High-throughput sequencing of RNA is powerful but it is not without its challenges [57]. With inevitable advancements in RNA-seq technology and in non-coding RNA research, no workflow can be all-encompassing without an ability to evolve. The available tools and modular design of SePIA is thus essential for implementation of novel RNA-seq data processing and analysis tools to the workflow. For example, cross-linking technologies such as CLASH [58] make it possible to identify direct RNA-RNA hybridization. The consequent influx of available experimentally validated interactions could be easily included in the MirTPdb target database.

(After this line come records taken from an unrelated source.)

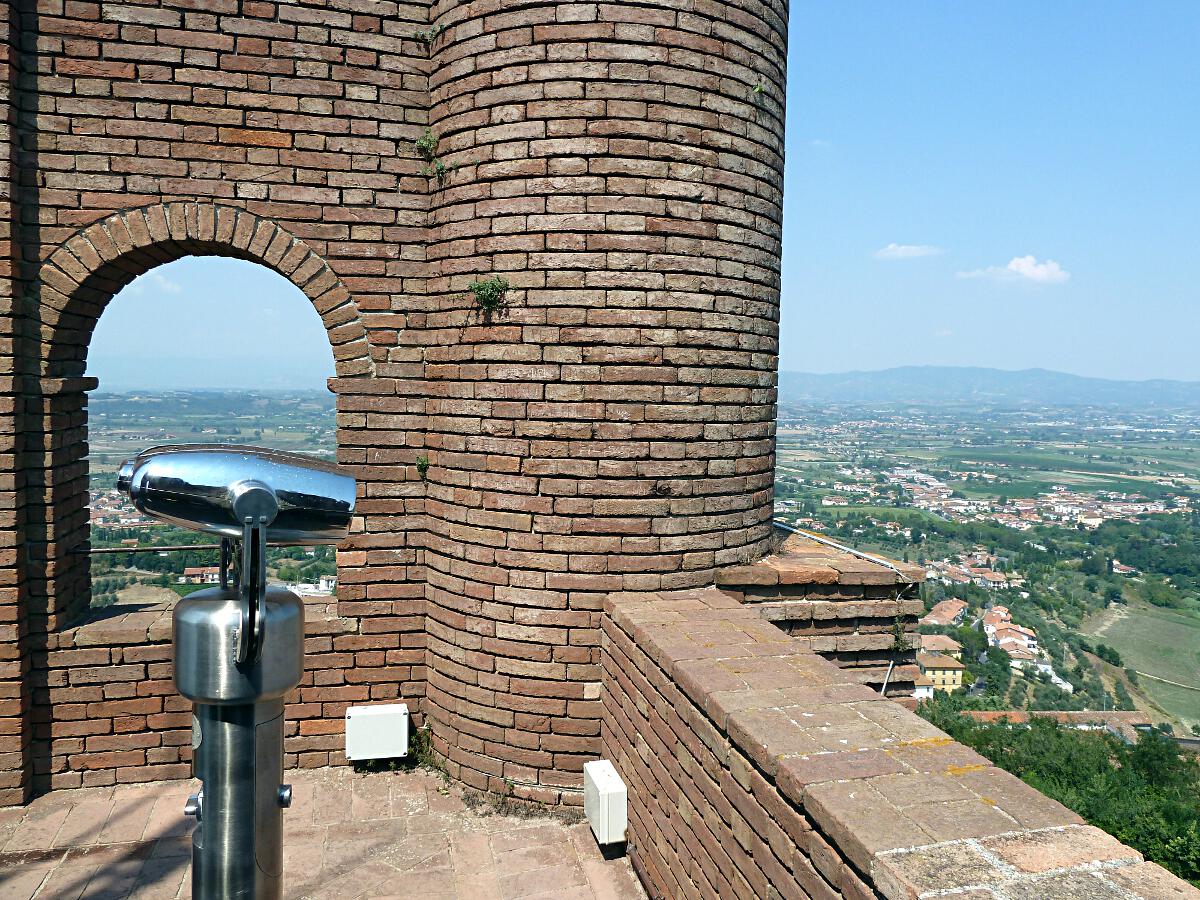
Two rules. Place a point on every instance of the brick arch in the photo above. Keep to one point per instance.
(81, 277)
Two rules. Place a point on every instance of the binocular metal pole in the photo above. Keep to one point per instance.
(239, 647)
(238, 652)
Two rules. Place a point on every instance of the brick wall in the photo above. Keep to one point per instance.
(612, 429)
(755, 768)
(106, 709)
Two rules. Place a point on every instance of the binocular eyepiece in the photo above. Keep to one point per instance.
(214, 487)
(239, 647)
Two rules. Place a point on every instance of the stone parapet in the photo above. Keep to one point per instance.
(756, 768)
(855, 610)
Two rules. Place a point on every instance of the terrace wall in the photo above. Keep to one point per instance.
(756, 768)
(612, 429)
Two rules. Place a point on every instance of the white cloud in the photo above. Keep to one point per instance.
(907, 251)
(1023, 269)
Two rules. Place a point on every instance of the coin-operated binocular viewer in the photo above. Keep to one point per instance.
(239, 647)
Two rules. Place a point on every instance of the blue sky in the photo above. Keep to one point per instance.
(209, 322)
(978, 133)
(1008, 185)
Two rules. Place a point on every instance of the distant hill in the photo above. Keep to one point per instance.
(984, 387)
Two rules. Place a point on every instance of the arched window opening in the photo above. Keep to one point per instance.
(203, 349)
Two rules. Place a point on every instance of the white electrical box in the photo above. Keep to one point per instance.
(605, 802)
(377, 732)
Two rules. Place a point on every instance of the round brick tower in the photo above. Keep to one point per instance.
(611, 427)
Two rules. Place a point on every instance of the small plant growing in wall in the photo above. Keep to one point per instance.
(427, 149)
(429, 35)
(491, 294)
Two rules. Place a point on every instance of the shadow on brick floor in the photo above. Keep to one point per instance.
(347, 837)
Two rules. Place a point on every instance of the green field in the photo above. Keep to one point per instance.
(1159, 642)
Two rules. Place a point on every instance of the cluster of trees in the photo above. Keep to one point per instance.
(1165, 545)
(1146, 795)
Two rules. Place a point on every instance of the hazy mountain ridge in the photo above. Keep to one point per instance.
(988, 387)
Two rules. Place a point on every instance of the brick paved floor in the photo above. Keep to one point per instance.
(346, 837)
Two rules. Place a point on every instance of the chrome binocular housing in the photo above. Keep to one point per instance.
(214, 487)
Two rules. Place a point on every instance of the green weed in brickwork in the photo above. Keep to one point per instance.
(491, 294)
(427, 149)
(429, 35)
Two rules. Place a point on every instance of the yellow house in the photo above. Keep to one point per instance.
(945, 672)
(941, 643)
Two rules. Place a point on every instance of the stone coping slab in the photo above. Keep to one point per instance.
(910, 808)
(803, 561)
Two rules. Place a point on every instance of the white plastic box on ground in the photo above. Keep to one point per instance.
(377, 732)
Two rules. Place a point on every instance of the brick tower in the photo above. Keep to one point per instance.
(609, 429)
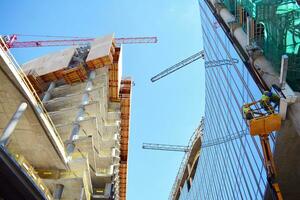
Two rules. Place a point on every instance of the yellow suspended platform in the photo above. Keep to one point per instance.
(264, 125)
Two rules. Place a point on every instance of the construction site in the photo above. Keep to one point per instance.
(67, 115)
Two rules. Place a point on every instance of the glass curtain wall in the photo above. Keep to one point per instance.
(233, 169)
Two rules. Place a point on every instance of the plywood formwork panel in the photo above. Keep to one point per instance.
(50, 63)
(101, 52)
(37, 82)
(125, 94)
(75, 74)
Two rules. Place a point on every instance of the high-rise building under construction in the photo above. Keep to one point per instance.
(260, 39)
(65, 124)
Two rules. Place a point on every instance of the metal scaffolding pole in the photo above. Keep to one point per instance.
(80, 114)
(8, 130)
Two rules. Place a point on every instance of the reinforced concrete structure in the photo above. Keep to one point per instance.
(261, 35)
(65, 124)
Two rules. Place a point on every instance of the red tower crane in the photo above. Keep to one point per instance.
(11, 41)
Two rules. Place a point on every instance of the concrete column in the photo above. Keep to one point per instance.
(82, 193)
(248, 30)
(59, 188)
(12, 123)
(47, 95)
(80, 114)
(283, 71)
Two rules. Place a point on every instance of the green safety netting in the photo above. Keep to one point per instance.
(281, 21)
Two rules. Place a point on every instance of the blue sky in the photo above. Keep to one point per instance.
(167, 111)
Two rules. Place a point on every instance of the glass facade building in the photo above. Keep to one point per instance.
(232, 169)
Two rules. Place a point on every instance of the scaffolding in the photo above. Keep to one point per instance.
(278, 22)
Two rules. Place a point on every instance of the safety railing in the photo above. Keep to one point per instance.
(29, 86)
(197, 133)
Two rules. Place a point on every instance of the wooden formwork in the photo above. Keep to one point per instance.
(75, 74)
(125, 94)
(102, 61)
(114, 76)
(123, 180)
(53, 76)
(37, 83)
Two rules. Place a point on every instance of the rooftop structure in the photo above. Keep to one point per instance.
(71, 138)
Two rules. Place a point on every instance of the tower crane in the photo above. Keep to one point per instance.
(182, 148)
(189, 60)
(12, 41)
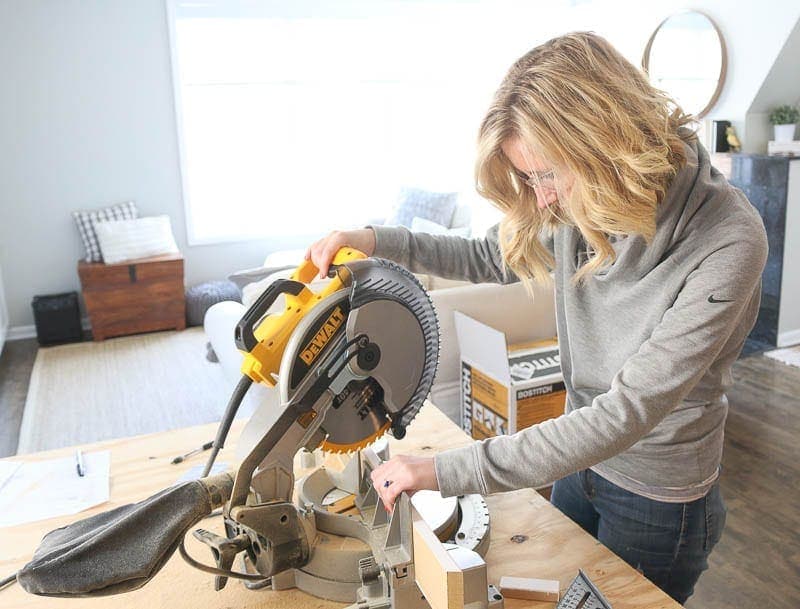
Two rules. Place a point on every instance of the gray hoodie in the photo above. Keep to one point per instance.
(646, 345)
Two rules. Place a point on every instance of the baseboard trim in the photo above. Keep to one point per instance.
(21, 332)
(787, 339)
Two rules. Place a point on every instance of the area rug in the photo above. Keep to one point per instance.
(86, 392)
(789, 355)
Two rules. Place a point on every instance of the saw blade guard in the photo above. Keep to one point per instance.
(391, 308)
(262, 338)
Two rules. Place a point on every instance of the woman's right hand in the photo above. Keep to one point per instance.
(321, 252)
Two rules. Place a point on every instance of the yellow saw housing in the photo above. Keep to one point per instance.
(273, 331)
(263, 361)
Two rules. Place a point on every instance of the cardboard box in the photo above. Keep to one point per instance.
(505, 388)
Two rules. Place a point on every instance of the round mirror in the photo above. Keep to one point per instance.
(686, 57)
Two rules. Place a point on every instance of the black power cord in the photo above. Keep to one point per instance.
(7, 581)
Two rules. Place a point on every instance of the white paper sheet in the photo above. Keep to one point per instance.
(45, 489)
(7, 470)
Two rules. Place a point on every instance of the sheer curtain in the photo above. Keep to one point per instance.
(294, 119)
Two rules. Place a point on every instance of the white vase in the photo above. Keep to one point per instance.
(784, 133)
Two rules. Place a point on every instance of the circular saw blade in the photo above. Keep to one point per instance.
(387, 304)
(356, 418)
(391, 307)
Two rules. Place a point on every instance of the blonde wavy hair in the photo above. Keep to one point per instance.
(581, 105)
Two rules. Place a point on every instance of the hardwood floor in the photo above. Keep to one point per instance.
(757, 563)
(16, 364)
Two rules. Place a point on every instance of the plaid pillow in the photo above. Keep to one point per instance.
(85, 221)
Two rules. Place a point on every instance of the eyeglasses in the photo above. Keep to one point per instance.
(543, 180)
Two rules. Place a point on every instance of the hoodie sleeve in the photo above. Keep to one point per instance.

With changes in RNA-seq technology and research comes changes in softwares and algorithms used in pipelines. Often, these changes can break pipelines and prevent reproducibility of results. Implementation of SePIA with a Docker container ensures a reliable and static environment with all the required tools in compatible software versions is always available to run SePIA. Furthermore, we will update the Docker container with new releases of the SePIA workflow to ensure continued usability.

Though users can install and update software manually, there is no guarantee components using the software will continue to work correctly. Troubleshooting components requires some programming skills and because SePIA is built on Anduril, online support is available to the user. The bundle of RNA-seq components uses versioning and it is possible to update to development versions of the RNA-seq components.

Like RNA-seq, the SePIA workflow continues to be developed. Future releases will provide ready execution of additional tools, like the previously mentioned RSEM, as new RNA-seq components. Version updates of STAR, Picard, and other listed tools may alter component implementation in the workflow. Currently, version information is printed to log files by most components available for use with SePIA but not by all. This will be resolved in a future release to further ensure reproducibility of results. Fusion gene detection will be a standardized process supporting the use of ChimeraScan [59], FusionCatcher [60], and deFuse [61]. Novel and existing components will be developed to support single-cell RNA data. Finally, methods to analyze both long and small non-coding RNAs will be further explored.

Conclusion

We developed SePIA to address the need for a high-throughput workflow that provides a standard framework to process and analyze multiple RNA-seq data types, primarily small (<200nt) and long (>200nt) RNA. The built-in pipeline infrastructure, modular design, and range of independently executable components of the workflow supports advanced methods-development and benefits users who regularly process RNA-seq data. Pipeline scripts can be minimally configured with basic programming knowledge. For novice users, the master settings file and ready-to-use computational environment in Docker makes it easy to input data and run pipelines with minimal effort.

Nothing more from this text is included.